Let's take a look at what a typical document collection looks like:
The Reuters-21578 benchmark corpus, ApteMod version in NLTK
$ cd ~/nltk_data/corpora/reuters/test/ $ ls 14826 15312 15751 16179 16604 17540 18095 18810 19471 20112 20651 21146 14828 15313 15753 16180 16606 17543 18096 18811 19473 20114 20652 21148 14829 15314 15757 16185 16607 17544 18099 18816 19474 20116 20653 21149 ... $ cat 16179 LME CLARIFIES NEW ALUMINIUM CONTRACT DETAILS The London Metal Exchange (LME) has issued a note clarifying details on its new high grade aluminium contract, in response to questions from members following the announcement of the contract, due to start June 1. All deliverable shapes of aluminium under the high grade primary aluminium contract (minimum 99.7 pct purity) will also be deliverable against the standard primary aluminum contract (min 99.5 pct), the LME said. Sows will not constitute good delivery against the standard contract until September 1, and 99.5 pct purity sows are not good delivery and cannot be placed on LME warrant. The dollar quotation for the high grade contract will be in multiples of one U.S. Dollar but carries may be made at 50 cents for even tonnages only. Singapore, which is the first port warehouse outside Europe to be used as an LME delivery point, will be used for high grade metal only and the rent imposed by owners Steinweg will be 1.05 U.S. Dlr a tonne per week, the LME said. The LME Board, in response to representation from the trade, agreed to annul from LME contracts the minimum weight requirements of 450 kilos for T-bars and 250 kilos for sows, effective for high grade on June 1 and for standard on July 24.

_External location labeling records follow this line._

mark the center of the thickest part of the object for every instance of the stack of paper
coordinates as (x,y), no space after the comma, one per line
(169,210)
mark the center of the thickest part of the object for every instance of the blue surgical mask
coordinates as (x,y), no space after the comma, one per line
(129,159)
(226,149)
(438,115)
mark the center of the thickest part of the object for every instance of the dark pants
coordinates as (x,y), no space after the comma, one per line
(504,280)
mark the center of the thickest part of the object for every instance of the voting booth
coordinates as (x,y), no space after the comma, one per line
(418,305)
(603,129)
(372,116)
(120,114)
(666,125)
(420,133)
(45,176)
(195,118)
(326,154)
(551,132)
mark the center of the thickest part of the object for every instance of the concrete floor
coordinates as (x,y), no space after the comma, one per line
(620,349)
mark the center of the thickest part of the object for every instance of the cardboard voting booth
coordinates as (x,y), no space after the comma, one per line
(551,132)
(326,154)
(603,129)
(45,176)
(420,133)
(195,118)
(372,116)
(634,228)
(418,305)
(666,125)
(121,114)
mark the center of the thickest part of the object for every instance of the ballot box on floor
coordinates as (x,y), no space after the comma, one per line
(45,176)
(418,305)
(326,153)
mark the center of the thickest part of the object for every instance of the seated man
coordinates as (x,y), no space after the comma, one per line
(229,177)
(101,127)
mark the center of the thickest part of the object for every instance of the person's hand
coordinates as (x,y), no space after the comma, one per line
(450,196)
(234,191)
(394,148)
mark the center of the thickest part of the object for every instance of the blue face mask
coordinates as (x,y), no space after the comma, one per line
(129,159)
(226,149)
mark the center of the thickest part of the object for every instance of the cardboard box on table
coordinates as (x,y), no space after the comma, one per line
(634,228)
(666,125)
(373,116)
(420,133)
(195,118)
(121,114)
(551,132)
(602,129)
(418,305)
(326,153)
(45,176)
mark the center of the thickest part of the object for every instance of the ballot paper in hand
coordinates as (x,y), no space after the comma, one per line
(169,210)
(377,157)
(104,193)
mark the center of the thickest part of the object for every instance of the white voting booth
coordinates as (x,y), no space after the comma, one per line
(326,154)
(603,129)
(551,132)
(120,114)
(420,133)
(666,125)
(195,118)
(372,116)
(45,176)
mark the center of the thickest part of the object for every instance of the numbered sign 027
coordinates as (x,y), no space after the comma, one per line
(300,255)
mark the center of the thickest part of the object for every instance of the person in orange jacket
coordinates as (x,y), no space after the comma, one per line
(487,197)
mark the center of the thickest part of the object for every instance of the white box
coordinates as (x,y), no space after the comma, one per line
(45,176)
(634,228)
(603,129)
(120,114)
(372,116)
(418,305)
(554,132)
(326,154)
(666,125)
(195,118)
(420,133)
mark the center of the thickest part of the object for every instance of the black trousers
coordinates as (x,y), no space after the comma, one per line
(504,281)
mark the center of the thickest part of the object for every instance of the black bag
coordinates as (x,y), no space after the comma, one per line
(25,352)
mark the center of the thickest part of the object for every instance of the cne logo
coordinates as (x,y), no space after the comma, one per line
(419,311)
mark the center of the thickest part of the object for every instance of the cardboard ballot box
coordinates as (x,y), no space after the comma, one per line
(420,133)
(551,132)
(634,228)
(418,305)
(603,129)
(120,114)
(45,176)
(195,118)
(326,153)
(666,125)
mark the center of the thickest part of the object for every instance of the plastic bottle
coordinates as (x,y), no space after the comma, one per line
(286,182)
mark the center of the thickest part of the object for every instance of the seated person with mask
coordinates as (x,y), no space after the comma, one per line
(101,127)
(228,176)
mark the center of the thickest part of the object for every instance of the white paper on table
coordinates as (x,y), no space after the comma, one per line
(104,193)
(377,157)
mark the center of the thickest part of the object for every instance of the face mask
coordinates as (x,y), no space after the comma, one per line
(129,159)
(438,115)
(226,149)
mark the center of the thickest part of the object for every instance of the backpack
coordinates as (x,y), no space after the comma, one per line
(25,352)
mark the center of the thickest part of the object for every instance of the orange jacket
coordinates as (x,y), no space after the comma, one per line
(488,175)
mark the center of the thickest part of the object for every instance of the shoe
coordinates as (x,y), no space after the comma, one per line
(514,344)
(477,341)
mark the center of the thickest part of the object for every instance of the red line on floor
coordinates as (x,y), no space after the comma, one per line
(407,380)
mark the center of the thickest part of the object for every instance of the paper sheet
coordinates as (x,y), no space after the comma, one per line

The text document can be in any language. In this version, we only look at English.
A text document in a collection consists of 2 parts:
Therefore, in foreign table options, we need to provide the following information:
data_dir [where the files in a document collection are located] index_dir [where the index files are located: postings file, dictionary file] index_method [either In-memory(IM) Indexing or Single-pass in-memory(SPIM) indexing] buffer_size [when using SPIM indexing, this is the limit of memory (in MB) available] id_col [the column name for mapping doc id] text_col [the column name for mapping doc content]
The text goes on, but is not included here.